When it comes to breaking down and sorting, “it is a simple process,” Manee added. “It is only four or eight screws that have to be removed. We will have some kind of event where we get help from surrounding communities in breaking them down and separating them into components.”

Like Ability, FOOT has a similar process for repurposing components. The clinical team is solely involved in breaking down devices, which helps quickly determine what is reusable for humanitarian purposes.


Tax and regulations

When the donations are ultimately sent to a humanitarian organization, a tax donation receipt may be offered in return. PHI suggests deducting the amount spent on shipping and basing the worth of donated goods on the amount paid out of pocket or the value of the components that can be salvaged from the donation.

Due to legal considerations and federal and state billing regulations, the donated limbs cannot be reused in the United States and are thus sent to developing countries.

“We can only provide a prosthesis to someone [who] is covered under the manufacturer’s warranty,” Manee said. “Since that warranty only covers the initial user, even if the person just used it for a day, none of the parts can be sold again.”
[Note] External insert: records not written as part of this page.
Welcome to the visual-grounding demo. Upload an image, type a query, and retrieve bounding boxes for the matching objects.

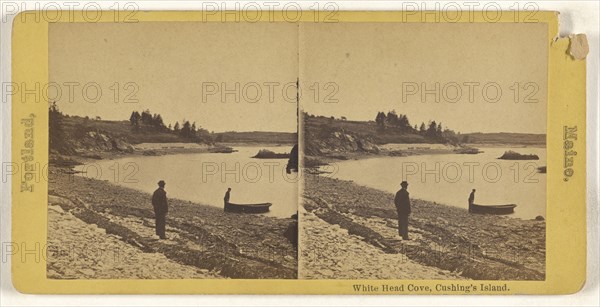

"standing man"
[223,188,231,211]
[152,180,169,239]
[469,189,475,212]
[394,181,410,240]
According to P.O.C.C.’s guidelines for recipients, the use of O&P goods should be restricted to the provision of O&P services; components should be provided by trained professionals; and the receiving organization is responsible for shipping costs, warehouse fees, navigating customs and any duties or associated taxes.

Part of the reason regulations are so strict, according to Scanio, is because devices often are sold illegally in developing nations, and patients may end up with devices not suited to their individual needs.

Scanio has written several articles related to this concern of “illegally” selling components intended for humanitarian use and said that further education is needed so that O&P supplies are appropriately used abroad.

He suggests investigating beforehand, as there are only 13 non-governmental humanitarian organizations that have been awarded the “Code of Conduct for Humanitarian Organizations” by ISPO.

Getting involved

Since 2007, P.O.C.C. has processed more than 7 tons of O&P components. Today, the organization continues to partner with clinics in developing nations. Ability and the FOOT Foundation maintain ongoing relationships with humanitarian organizations and are currently planning trips to Central America.

According to Manee, the experience not only makes a difference in the lives of patients, but makes a difference in the lives of the providers as well.

“Get involved,” he said. “If you want to join in this type of effort, let it be known that you do this. Send parts over for sure, but if you have the availability, send people.

“Go to Haiti, go to Belize, go to China. There is a need for our skills worldwide, so find the organization and give. Not just the parts, but give your time.” – by Shawn M. Carter

Disclosures: Kistenberg, Manee and Scanio report no relevant financial disclosures.